Harry (writer/director Hunter Stiebel) and Sally (Tate Hanyok) – (note the character names) are obsessed with giving (and getting) good and fair ratings on everything from ride-shares to Airbnb facsimiles (thus the film’s title). When they enter their latest stay, a dark and seemingly deserted home – what can go wrong, does. But is there more than just un-followed protocol happening at this place – or are these two vacationers in some real danger?
The film is a perfect blend of genuine laughs and good scares (the best of both comes about when the couple opens the master bedroom to inform their hosts that there is a problem with the toilet – brilliant).
Harry and Sally are the ideal incarnation of characters you will love to love and love to hate. They’re good people, but man – these are folks you’d probably grow tired of in a social situation – rather quickly. Obviously, that’s the point. They’re neurotic, jumpy, overly-happy and eager to please.
Stiebel and Hanyok absolutely get who their characters are. Their comic timing and line deliveries perfectly match the film’s overall style. And their performances further enhance the already present power of the written characters. They’re annoying folks – in the best possible way… they’re also entertaining.
bnb takes place in just one location, but as the audience, we never see much more than a bathroom, an entry-way and the bedroom which Harry and Sally are to occupy. What’s smart about this – is that it’s clearly a decent-sized home. So although this is certainly a comedy first and foremost – there’s some extra danger present – simply by making this home wholly unexplored (which of course is how Sally and Harry would keep it – they wouldn’t want a bad score for snooping, right?). There is a mention of a further exploration of the entire home – late in the film – which makes the story’s final revelation all the more creepy… and fun.
The dialogue is snappy and witty and immediately sets up that Harry and Sally are a bit over-the-top. All of the fabulous and knowing call-outs to horror cliches and characters (there’s a passing reference to Freddy Krueger) match perfectly with the expert pace, inventive camerawork and spot-on editing. I’ll again use the apt term “snappy” when describing the film as a whole.
Interestingly enough – working in concert with the film’s humor, is a bit of cautionary tale. It’s not lost on me that my very first time using an Airbnb for FilmQuest (I’m behind the times, folks) – happened to coincide with my first screening of this film. If you really stop and examine this business’s setup – and renters or rentees relying solely on an online profile and potentially sketchy recommendations – it’s a scary thing – for both sides.
And again, while bnb is a comedy, it presents (and in some cases, answers) real questions about the world we live in. Sure, it makes sense to use such services for convenience, and despite Harry and Sally being endearingly annoying – services like this hold an inherent danger and when you look deeper – a fear of the unknown.

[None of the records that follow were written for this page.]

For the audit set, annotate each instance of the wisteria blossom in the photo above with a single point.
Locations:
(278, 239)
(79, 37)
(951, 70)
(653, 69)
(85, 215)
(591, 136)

Who are these people sleeping in your bed? And on the other hand – what kind of person is loaning out their private quarters? bnb taps into these very real doubts.
I’m unsure if any other current films have tackled such prime real estate as Airbnb/home-sharing services (at least in a horror environment). Regardless of whether bnb beat anyone to the punch – it’s a smart, goofy – and yes, snappy short film worthy of your time.
At FilmQuest – in addition to being an Official Selection, the film was nominated for Best Comedy Short.
In my wrap-up for this year’s Screamfest (check that out here), the film found itself as an “honorable mention” when I ranked the festivals many short films.
bnb is still playing the festival circuit, so keep an eye out for screenings in your neck of the woods (that way you won’t necessarily have to rent a questionable bnb — Air or otherwise).
Hey, I’m always looking out for my avid readers of 4.